Traders in Houthi-controlled areas have called for an open strike starting on Wednesday to protest against the rebels’ decision to ban trading with new currency notes issued by the internationally recognized government in Aden.
Workers at local exchange companies told Arab News on Monday that they would shutter businesses until Houthis revoked the decision or provided them with the old notes.
The strike would be the biggest act of civil disobedience against Houthi suppression since the Iran-backed rebels seized power in late 2014.
The Houthis recently banned people from using the newly printed notes, asking them to replace their notes with a virtual currency called the “electronic riyal.” The move has caused widespread anger, with people leaving Houthi areas with their cash to avoid confiscation.
The Yemeni government in Aden has condemned the decision, calling it a pretext for ripping off people and warned against trading with the Houthi currency or handing over money to the Houthis. Several cabinet ministers did not respond to Arab News requests to comment on the decision.

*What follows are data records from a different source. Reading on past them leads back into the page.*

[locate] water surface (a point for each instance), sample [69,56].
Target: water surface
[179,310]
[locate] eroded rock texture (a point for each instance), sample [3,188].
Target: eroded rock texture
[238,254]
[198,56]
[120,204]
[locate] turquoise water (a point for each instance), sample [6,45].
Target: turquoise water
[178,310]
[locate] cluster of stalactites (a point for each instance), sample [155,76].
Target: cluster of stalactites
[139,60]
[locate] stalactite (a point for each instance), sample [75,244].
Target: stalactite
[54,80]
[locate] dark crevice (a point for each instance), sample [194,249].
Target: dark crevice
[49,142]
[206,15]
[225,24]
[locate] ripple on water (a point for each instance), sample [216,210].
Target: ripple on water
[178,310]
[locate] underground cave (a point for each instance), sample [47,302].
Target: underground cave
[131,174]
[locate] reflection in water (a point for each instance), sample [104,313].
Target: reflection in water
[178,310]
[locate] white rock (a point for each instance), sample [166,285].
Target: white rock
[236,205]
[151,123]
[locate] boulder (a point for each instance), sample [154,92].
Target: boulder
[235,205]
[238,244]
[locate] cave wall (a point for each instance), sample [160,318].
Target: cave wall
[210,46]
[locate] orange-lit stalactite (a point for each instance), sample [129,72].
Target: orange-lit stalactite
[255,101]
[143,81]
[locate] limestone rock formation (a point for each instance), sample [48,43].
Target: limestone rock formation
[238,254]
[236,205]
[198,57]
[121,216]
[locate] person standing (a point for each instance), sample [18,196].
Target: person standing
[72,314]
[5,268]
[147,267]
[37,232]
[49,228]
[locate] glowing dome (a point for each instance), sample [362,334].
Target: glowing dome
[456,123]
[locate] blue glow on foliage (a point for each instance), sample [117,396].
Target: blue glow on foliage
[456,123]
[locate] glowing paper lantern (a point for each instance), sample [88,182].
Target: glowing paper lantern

Speaking to Arab News from inside Houthi-controlled areas, people expressed anger as many have kept their savings in the new notes. If they comply with the Houthis, they will be broke overnight.
“The people in the Houthi-controlled areas are experiencing a complex frustration,” a Yemeni journalist who lives in a Houthi-controlled city told Arab News on condition of anonymity for fear of reprisals.
“People face various security and economical troubles caused by the Houthis. They imposed the decision, indifferent to the already deteriorating humanitarian situation,” he said, adding that a large number of people refused to hand over their new notes to the Houthis, fearing bankruptcy or hunger.
Residents say that the decision has created a black market where the new notes are changed with old ones at a lower price. Other residents have resorted to buying hard currencies from the black market at inflated rates. Some are smuggling themselves into government-controlled areas with bags of cash that they deposit into bank accounts or replace with old notes.
A trader in Sana’a who had 8,000,000 Yemeni riyals ($32,000) in the new notes traveled to the central province of Marib to replace them with old notes.
In September 2016, Yemeni President Abd Rabbo Mansour Hadi moved the central bank headquarters from Sana’a to the southern city of Aden to stop Houthis plundering its reserves. From its new headquarters, the bank printed new notes when the country was experiencing a severe cash crunch. The Houthis deemed the new notes illegal and accused the government of sinking the market with liquidity.
Experts say that the Houthi decision would have disastrous effects on the country’s troubled economy, stabilization of the currency and people’s lives.
“This decision is disastrous, improvizational and illogical and will have a wider negative impact on the economy,” Mustafa Nasr, director of the Economic Media Center, told Arab News on Sunday, adding that the Houthis would fail to impose their decision due to public mistrust.
“The Houthis cannot cancel a circulating currency or initiate another one in the same country mainly with the scarcity of the old notes,” he said, arguing that the Houthis are using the currency as leverage to pressure the Yemeni government in Aden to deal again with the central bank in Sana’a.
“The Houthi group would not be able to put into place their electronic riyal. They are using this as a pressure tool on the international community and the internationally recognized government (of Yemen) to restore the central bank in Sana’a.”
Shortly after the Houthis began confiscating the new notes, banks and exchange companies suffered cash problems, triggering them to increase remittance charges five times.
Nasr warned that the larger impact of the Houthi decision would be on the stabilization of the currency, affecting everyone in the country.
“It puts the country’s economy in the wind by undermining monetary policies that led to the stabilization of the riyal this year. It will stifle the private sector and force it into using under-the-table options,” he said.